And really — could there be a more suitable event for this troupe of storytellers? It’s not a stretch to draw a parallel here with what many of us do as filmmakers; we try to disappear, to seek human moments, to follow a morsel of curiosity until it forms itself into a scene, a story, a film.
I picked my way through various rooms before finding a seat in what looked like a hotel lobby. Nothing was really happening here, but I was curious what patience could bestow. In a few minutes, a hotel bellboy emerged from a back room. He held a tense and wordless interaction with a woman in a dress across the desk before turning around and finding his own face in a muddled mirror on the wall. There, he stood and he stared. He lifted his right arm, drew it toward the mirror. He stared deeper into his own eyes, started swaying from side to side… and began to dance with himself.
I felt a voyeur, intruding on this intimate moment of solitude and completely losing grasp that it’s a performance. The mask helped me sink deeply and quickly into this role; but I also felt an uncanny resemblance to what I do as a nonfiction filmmaker. I’m a voyeur by passion (and I suppose by trade); I’m a watcher and an observer of the mundane, the exceptional, the raw, the beauty and the horror that make up a human life. And here, I’m doing this again along with dozens of other filmmakers who know the same feeling so well.
Eventually, I’m guided again by another sparkly woman, this time to an exit. I move my mask down to see familiar faces, and nearly forget they can again see mine. We’re all grappling with words, with divergent stories and questions and impressions.
The night is far from over. We flip our masks back on our skulls like badges of honor, and step into wind-whipped streets for the next stop on the field trip. A perfect dichotomy awaits: college football, beer, and nachos at Legends pub. I have a frosty beer and a warm conversation with a doc-making hero of mine, chit-chatting about everything from first and favorite films he’s ever seen to chummy family stories.
Finally — the piéce de résistance — we head to location number three.
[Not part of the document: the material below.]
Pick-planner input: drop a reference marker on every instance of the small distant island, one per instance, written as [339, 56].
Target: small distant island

I can guess this one, as can anyone who has ever been at a festival with Cinema Eye’s Director AJ Schnack… karaoke. We settle into a room with mics, party lights and plenty of David Bowie tracks at the ready. Trays lined with little whisky shots are passed; walls tumble with room-wide crooning in unison.
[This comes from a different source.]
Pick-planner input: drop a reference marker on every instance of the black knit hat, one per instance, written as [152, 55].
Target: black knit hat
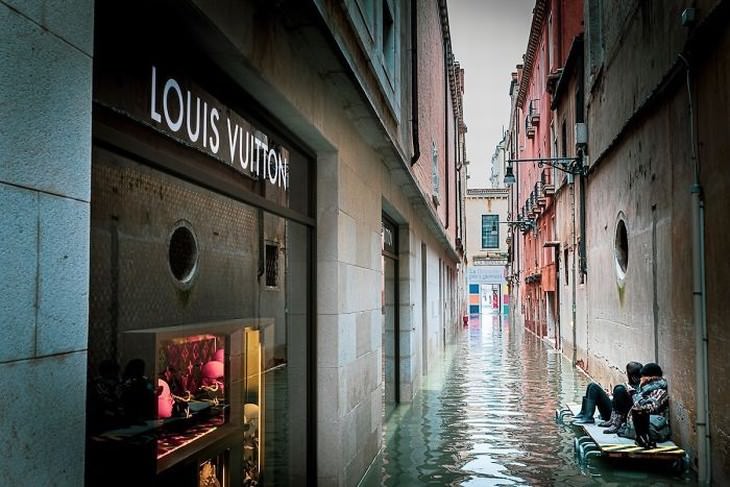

Two nights later, we will all sit together at the Museum of the Moving Image to celebrate the Cinema Eye Honors award-winners. We’ll pay tribute to the greats of doc past and celebrate the great leaps documentary films of all kinds have made in this past year. And while the hardware be a coveted prize for any of us, tonight’s field trip brings a distinct feeling that Cinema Eye has built something more than accolades for the filmmaking community. It’s what I and others this week have so aptly described as — “a thing.” (It’s likely we’ve had a couple too many beers to find a more creative name…)
It’s this crafty culling-together of people who do a very strange task of following others around and make a movie out of notions of the truth. It’s building a space where we can share that strange experience with others who understand it. It’s this melding the seasoned filmmakers with the new; a torch-lighting, if not passing (we all want to do this forever, right?). It’s this creating a very purposeful place of fun, art, adventure, and hilarity; a celebration fitting for a ragtag group of artists, journalists, musicians, cinematographers, activists, or just curious people — documentary filmmakers.
We’re grateful for the thing. We need the thing. We need the inspiration, the community, the wind in our sails. Who knew it can come from immersing us in dark corners of a performance play, from sequestering space for wings and beers at the sports pub, from cueing up the next karaoke song? Cinema Eye did. Thank God. What a field trip.